The career of William II soon became one of much interest and some alarm to the other nations of Europe. His eagerness for the development of the army and navy, and the energy with which he pushed forward its organization and sought to add to its strength, seemed significant of warlike intentions, and there was dread that this energetic young monarch might break the peace of Europe, if only to prove the irresistible strength of the military machine he had formed. But as years went on the apprehensions to which his early career and expressions gave rise were quieted, and the fear that he would plunge Europe into war lessened. The army and navy appeared to some as rather a costly plaything of the active young man than an engine of destruction, while it tended in considerable measure to the preservation of peace by rendering Germany a power dangerous to go to war with.

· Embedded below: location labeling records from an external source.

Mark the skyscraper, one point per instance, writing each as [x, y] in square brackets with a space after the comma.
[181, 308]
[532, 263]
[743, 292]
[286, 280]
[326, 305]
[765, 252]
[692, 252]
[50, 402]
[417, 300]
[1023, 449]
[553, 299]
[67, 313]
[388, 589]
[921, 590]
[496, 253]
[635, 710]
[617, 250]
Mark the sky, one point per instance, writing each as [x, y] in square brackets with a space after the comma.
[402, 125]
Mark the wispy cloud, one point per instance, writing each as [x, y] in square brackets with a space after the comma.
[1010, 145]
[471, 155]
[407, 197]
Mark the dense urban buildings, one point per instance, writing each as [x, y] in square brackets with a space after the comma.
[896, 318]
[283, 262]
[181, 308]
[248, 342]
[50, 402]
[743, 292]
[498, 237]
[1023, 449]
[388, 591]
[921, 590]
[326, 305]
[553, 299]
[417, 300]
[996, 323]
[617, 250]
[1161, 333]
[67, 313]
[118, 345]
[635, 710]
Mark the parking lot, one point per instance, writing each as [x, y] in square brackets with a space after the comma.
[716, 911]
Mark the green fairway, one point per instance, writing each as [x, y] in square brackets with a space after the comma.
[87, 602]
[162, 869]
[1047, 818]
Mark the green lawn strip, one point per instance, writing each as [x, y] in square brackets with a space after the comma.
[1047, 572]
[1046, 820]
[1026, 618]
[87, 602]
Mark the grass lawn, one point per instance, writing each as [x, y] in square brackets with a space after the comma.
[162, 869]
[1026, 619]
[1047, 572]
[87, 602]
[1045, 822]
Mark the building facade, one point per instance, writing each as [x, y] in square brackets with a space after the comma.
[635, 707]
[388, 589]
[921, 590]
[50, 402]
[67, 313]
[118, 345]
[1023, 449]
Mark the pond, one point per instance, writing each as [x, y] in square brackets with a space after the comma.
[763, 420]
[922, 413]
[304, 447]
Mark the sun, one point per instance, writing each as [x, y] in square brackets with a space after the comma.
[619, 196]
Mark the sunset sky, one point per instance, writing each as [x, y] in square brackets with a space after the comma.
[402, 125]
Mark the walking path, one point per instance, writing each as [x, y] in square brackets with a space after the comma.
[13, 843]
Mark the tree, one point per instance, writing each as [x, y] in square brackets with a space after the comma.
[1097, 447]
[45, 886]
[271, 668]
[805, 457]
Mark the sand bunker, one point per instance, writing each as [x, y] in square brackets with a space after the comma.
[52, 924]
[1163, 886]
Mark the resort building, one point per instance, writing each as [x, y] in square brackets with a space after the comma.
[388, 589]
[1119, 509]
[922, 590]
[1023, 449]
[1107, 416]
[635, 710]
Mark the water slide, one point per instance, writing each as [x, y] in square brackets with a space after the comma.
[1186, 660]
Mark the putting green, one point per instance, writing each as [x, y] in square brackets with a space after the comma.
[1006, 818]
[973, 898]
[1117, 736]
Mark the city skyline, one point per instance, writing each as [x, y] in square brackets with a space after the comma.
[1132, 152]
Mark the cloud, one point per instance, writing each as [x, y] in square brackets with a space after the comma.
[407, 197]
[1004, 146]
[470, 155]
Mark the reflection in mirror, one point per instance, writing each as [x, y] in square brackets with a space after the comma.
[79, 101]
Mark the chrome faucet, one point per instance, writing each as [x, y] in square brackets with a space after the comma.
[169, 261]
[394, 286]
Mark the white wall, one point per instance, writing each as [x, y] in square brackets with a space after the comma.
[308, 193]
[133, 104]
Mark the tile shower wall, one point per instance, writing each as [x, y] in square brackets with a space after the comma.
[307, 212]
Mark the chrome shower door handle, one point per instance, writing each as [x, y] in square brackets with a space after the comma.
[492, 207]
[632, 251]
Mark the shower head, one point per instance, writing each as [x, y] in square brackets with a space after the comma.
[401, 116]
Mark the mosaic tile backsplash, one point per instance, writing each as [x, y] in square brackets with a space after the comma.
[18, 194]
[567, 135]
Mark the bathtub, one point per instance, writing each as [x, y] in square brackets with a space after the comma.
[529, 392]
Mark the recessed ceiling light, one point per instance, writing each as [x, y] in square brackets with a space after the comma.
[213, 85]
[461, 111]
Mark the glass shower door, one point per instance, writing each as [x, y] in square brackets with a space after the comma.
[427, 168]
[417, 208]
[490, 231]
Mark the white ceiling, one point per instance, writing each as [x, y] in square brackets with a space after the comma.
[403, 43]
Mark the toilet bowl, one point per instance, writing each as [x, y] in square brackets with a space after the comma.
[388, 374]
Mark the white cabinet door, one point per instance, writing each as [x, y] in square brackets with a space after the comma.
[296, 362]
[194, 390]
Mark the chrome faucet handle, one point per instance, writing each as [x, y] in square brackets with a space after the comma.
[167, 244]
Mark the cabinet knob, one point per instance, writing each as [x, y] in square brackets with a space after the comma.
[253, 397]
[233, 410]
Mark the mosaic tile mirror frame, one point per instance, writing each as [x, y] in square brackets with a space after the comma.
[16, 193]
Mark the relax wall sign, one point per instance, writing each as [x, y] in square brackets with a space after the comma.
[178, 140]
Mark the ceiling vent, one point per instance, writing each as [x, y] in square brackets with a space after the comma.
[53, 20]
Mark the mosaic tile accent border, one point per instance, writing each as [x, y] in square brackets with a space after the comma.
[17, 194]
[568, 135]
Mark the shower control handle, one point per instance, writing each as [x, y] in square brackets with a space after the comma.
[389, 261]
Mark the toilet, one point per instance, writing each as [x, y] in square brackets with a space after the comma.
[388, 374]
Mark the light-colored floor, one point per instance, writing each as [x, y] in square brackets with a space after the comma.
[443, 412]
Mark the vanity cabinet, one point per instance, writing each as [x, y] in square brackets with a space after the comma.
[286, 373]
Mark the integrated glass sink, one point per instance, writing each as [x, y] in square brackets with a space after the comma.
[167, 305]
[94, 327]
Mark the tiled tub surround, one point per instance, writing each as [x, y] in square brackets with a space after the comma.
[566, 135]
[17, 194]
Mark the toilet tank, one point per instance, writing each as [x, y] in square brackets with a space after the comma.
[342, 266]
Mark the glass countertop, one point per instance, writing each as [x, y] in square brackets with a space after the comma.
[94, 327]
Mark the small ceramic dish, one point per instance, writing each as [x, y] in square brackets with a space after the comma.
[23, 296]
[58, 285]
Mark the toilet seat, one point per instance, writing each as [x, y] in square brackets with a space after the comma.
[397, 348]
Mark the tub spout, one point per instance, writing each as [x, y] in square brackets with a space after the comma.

The speeches with which the emperor began his reign showed an exaggerated sense of the imperial dignity, though his later career indicated far more judgment and good sense than the early display of overweening self-importance promised, and the views of William II eventually came to command far more respect than they did at first. He showed himself a man of exuberant energy. Despite a permanent weakness of his left arm and a serious affection of the ear, he early became a skilful horseman and an untiring hunter, as well as an enthusiastic yachtsman, and there were few men in the empire more active and enterprising than the Kaiser.
OLD AGE INSURANCE
A principal cause of the break between William and Bismarck was the imperial interference with the laws for the suppression of socialism. As already stated, the old chancellor had established a system of compulsory old age insurance, through which workmen and their employers—aided by the state—were obliged to provide for the support of artisans after a certain age. The system seems to have worked satisfactorily, but socialism of a more radical kind grew in the empire far more rapidly than the emperor approved of, and he vigorously, though unsuccessfully endeavored to prevent its increase. Another of his favorite measures, a religious education bill, he was obliged to withdraw on account of the opposition it excited. On more than one occasion he came into sharp conflict with the Reichstag concerning increased taxation for the army and navy, and a strong party against his autocratic methods sprang up, and forced him more than once to recede from warmly-cherished measures.
POLITICAL AND INDUSTRIAL CONDITIONS IN GERMANY
It may be of interest here to say something concerning the organization of the German empire. The constitution of this empire, as adopted April 16, 1871, proposes to “form an eternal union for the protection of the realm and the care of the welfare of the German people,” and places the supreme direction of military and political affairs in the King of Prussia, under the title of Deutscher Kaiser (German emperor). The war-making powers of the emperor, however, are restricted, since he is required to obtain the consent of the Bundesrath (the Federal Council) before he can declare war otherwise than for the defense of the realm. His authority as emperor, in fact, is much less than that which he exercises as King of Prussia, since the imperial legislature is independent of him, he having no power of veto over the laws passed by it. His actual military power, however, is practically supreme, as demonstrated in the opening events of the war of 1914.
The legislature, as stated, consists of two bodies, the Bundesrath, representing the states of the union, whose members, 58 in number, are chosen for each session by the several state governments; and the Reichstag, representing the people, whose members, 397 in number, are elected by universal suffrage for periods of five years. The German union, as constituted in 1914, comprised four kingdoms, six grand duchies, five duchies, seven principalities, three sovereign cities, and the Reichsland of Alsace-Lorraine; twenty-six separate states in all. It included all the German peoples of Europe with the exception of those in Austria.